In January, before the weather was good enough to do much in the garden, we started out the season by attending our first fruit tree scion exchange.
A few weeks later we then attended a grafting workshop hosted by the California Rare Fruit Growers (CRFG). Then in mid-March we ventured into grafting 8 apple trees (technically 6 apples, and 2 crab apples).
Each scion was cleft grafted to M-111 apple rootstock, and potted into 1 gallon containers. Since then the grafted trees have been kept in partial sun, receiving sunlight in the early part of the day, but protected from the scorching sun in the afternoon.
It’s now been six weeks since the scions were grafted to their new rootstocks. We’d hoped at least a few would take, but expected a few failures as we hadn’t grafted before. Besides, the orchard is almost full, and if they all survived, we might have trouble figuring out where to put them all!
Well…they survived! All eight of them!
The Wickson crab apple burst into spring, and was not only the first to push growth, but it even bloomed.

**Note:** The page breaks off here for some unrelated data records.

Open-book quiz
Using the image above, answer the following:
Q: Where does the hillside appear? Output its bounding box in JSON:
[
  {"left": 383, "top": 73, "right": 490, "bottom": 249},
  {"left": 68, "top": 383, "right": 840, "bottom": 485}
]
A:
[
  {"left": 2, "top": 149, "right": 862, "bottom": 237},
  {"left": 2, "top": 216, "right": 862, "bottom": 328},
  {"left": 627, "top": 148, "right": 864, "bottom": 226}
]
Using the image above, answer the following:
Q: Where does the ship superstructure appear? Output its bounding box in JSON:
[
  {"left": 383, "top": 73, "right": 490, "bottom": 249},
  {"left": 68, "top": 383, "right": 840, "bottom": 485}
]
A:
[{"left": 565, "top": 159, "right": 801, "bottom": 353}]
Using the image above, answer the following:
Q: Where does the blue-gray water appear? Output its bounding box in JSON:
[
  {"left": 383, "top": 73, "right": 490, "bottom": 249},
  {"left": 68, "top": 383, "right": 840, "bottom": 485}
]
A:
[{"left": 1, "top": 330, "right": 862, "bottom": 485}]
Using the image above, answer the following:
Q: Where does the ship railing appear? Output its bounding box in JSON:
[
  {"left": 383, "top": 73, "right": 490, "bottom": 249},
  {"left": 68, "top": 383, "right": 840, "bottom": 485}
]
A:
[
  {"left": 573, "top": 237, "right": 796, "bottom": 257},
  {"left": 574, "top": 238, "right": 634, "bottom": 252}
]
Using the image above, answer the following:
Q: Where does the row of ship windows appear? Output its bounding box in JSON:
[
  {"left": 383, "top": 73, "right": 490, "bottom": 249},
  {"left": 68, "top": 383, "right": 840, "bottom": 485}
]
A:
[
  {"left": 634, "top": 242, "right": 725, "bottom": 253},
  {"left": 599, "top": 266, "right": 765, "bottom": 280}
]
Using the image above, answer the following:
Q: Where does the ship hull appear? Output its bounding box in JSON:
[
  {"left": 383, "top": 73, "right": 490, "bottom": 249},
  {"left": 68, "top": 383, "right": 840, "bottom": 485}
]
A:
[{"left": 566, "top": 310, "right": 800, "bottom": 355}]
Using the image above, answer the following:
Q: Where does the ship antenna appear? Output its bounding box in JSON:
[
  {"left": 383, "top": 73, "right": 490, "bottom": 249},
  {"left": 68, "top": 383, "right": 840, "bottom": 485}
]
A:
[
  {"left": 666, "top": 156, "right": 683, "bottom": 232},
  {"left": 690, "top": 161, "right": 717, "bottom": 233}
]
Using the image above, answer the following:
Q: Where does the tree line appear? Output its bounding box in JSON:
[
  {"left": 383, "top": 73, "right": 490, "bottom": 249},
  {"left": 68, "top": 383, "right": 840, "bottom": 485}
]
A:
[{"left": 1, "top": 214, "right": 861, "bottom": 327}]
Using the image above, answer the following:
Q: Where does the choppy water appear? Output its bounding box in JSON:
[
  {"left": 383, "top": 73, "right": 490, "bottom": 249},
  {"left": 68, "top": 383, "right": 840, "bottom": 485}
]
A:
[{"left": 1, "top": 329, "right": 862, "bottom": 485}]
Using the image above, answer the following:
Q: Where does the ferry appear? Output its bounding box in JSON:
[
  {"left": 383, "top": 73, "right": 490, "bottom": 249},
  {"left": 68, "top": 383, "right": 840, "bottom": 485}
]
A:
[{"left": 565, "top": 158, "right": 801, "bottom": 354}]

Any of the grafts that have bloomed this spring will not be allowed to fruit. Setting fruit at this stage will take important energy away from root and scion growth, and risks breaking the scion under the weight of the fruit.
The next most robust of the group is Allen’s Everlasting, which is putting on an impressive display for being not much taller than a pencil!
King David didn’t bloom, which is fine, but instead is surging ahead with new foliar growth.
Not too far behind is Hauer Pippin. Of all of the scions we acquired, we’re most excited to see this one thrive as it’s a local variety of apple.
The slowest of the grafts to push growth is Arkansas Black. This scion was less than ideal at the time of grafting, already looking a little dry when we first acquired it, so that it’s growing at all has surprised us.
Of course, the trees are still very young, and vulnerable to thermal stress, and drying out. For now we will transplant these grafted trees into larger containers to prevent the roots from becoming constricted.
We also need to keep any rootstock growth in check. Early on some foliar growth from the rootstock is thought to help produce energy for the scion, but rootstocks can quickly out-compete scion growth, so occasionally trimming rootstock leaf growth will be necessary until the apples are planted out.
In winter, when the trees are dormant and the stress of summer heat has passed, we’ll make room for these trees to be transplanted in the orchard.
I could be wrong, but I think we’re going to see a lot of apples at Curbstone Valley in the future!